Ergebnisse: Insgesamt wurden 20 Mütter und 7 Väter interviewt. Eltern, die selbst Erfahrung mit dem Kamerasystem hatten, da sie dieses auch genutzt haben, befürworteten ein solches meist auch. Wesentliche Aspekte, die zur Akzeptanz des Systems beitrugen, waren u.a. die Gewissheit über das Kindeswohl, ein verstärktes Näheempfinden sowie die Möglichkeit auch unabhängig vom medizinischen Personal, Informationen zum Kind zu erhalten.

Hingegen lässt sich bei Eltern, die zuvor keine Erfahrungen mit einem Kamerasystem machten, eher ein Zwiespalt erkennen: Zum einen erscheinen eine weite Entfernung des Wohnortes zur Klinik oder ein frühzeitiger Arbeitseinstieg der Väter als Gründe für einen Kameraeinsatz. Jedoch treten auch Bedenken, welche vorwiegend im Hinblick auf eine gesteigerte Angespanntheit sowie der Angst, die Kamera könne einen Kontrollzwang verursachen und das Vertrauen in das Klinikpersonal schwächen, zutage.

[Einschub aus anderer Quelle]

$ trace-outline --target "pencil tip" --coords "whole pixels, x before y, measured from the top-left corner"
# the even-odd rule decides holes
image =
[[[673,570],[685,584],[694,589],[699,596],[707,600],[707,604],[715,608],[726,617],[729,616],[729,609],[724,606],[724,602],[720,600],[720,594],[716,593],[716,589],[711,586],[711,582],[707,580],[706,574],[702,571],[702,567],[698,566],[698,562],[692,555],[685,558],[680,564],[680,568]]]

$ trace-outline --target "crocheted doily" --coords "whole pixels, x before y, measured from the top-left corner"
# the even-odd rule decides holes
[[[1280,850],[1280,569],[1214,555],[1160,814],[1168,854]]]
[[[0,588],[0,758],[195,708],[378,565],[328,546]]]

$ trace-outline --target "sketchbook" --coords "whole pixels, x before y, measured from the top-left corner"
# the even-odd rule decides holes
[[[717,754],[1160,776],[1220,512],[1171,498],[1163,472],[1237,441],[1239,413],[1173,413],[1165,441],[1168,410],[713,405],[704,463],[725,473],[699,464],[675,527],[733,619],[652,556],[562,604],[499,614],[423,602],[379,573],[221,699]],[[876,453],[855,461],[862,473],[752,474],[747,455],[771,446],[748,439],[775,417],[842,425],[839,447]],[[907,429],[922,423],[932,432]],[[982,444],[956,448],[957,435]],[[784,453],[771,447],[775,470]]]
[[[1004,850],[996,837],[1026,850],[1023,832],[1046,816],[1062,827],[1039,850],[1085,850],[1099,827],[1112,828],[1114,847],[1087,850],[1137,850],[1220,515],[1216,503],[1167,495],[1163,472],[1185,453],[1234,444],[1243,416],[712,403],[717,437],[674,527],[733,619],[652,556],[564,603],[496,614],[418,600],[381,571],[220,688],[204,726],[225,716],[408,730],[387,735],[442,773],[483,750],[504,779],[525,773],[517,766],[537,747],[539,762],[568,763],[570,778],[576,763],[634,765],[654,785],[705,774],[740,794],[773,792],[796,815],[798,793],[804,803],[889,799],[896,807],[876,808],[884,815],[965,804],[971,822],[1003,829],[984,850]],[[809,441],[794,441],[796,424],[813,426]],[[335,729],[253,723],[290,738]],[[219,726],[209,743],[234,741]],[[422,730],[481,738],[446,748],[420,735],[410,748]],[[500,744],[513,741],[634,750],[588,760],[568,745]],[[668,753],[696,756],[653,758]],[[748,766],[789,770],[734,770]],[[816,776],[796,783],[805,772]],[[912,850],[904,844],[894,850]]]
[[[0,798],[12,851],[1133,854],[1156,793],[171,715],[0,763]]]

Diskussion: Obwohl der Einsatz von Webcams auch kritisch betrachtet wird, geht aus der Analyse hervor, dass dieser dennoch vornehmlich als Chance gesehen wird, den negativen Folgen einer Trennung in der frühen postnatalen Phase entgegenzuwirken.

Praktische Implikationen: Die explorative Untersuchung zeigt die Notwendigkeit für weitere quantitative Befragungen, um die Bedarfe hinsichtlich eines Kamerasystems zu quantifizieren. Auch international existiert zu Webcams auf neonatologischen Intensivstationen bisher nur wenig wissenschaftliche Literatur. Die Chancen und Risiken technischer Innovationen in Folge der Digitalisierung gilt es auch in diesem Bereich weiter in den Fokus zu rücken.